A manifest file groups providers into one definition. See the following example.


<sitemanifest>   
    <appHostConfig path="mySite" />
    <appPoolConfig path="mySitePool" />
    <gacAssembly path="'System.Web, Version=2.0.0.0, Culture=neutral, PublicKeyToken=b03f5f7f11d50a3a'" />
    <comObject32 path="Microsoft.ApplicationHost.AdminManager" />
    <contentPath path="c:\MyExtraFiles" />
    <regKey path="HKLM\Software\ODBC" />
</sitemanifest>

  1. Start Notepad.

  2. Copy the sample manifest file listed in the previous section into Notepad.

  3. Name the file Custom.xml and save it into your Web Deploy installation directory. By default, this is %programfiles%\IIS\Microsoft Web Deploy. This step is not required, but will make the command easier for you to execute.

  4. Create a directory named MyExtraFiles on drive C.

  5. Run the following command to synchronize the objects listed in the manifest file to an archive.

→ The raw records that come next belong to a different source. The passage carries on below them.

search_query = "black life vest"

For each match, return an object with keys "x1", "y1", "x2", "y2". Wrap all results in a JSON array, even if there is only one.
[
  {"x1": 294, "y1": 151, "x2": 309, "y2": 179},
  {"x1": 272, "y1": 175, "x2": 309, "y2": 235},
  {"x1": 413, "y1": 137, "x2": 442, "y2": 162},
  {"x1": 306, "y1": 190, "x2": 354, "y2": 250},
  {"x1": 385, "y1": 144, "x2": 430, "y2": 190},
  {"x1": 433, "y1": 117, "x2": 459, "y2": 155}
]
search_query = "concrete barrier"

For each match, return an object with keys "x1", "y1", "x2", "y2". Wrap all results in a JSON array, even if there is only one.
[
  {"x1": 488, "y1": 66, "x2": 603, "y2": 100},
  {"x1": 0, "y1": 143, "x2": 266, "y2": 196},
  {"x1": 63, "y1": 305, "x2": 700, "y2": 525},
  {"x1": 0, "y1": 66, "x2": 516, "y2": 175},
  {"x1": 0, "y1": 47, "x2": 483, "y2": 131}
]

msdeploy -verb:sync -source:manifest=custom.xml -dest:archivedir=c:\archive >msdeployarchive.log

By specifying >msdeployarchive.log, the results of the archive operation will be saved in a log file for easy reference. If you open the archive that was created, you will see the files for the Web site itself and the additional "MyExtraFiles" directory that is outside the scope of the Web site.

The archive that you have created can now be used as a backup for the site. The example used a manifest file as the source and an archive directory as a destination. However, you can also use an archive as a source and synchronize it to a manifest file that is a destination. In that case, data is taken from the archive and synchronized with whatever providers are specified in the manifest file.

WarningWarning
If you mistype a file path in a manifest, and the file path does not exist, no error will be returned. If a manifest that you have created does not behave as you expect, make sure that each element of the manifest is correct.

You can perform a sync operation by using two manifests. To do this, you must set both the source and the destination to specify the manifest provider. For example, you could run the following command to synchronize an IIS 6.0 site to another server by using manifest files.

msdeploy.exe -verb:sync -source:manifest=custom.xml -dest:manifest=custom.xml,computerName=Server1 >msdeploysync.log

The computerName provider setting that is attached to the –dest:manifest=custom.xml argument is important for defining the location of the destination.

You have now created a custom manifest and used it to synchronize the objects that it specified to an archive directory. You can extend the manifest even more by adding provider paths that are important for your Web site or Web server, such as a registry key or an assembly in the Global Assembly Cache.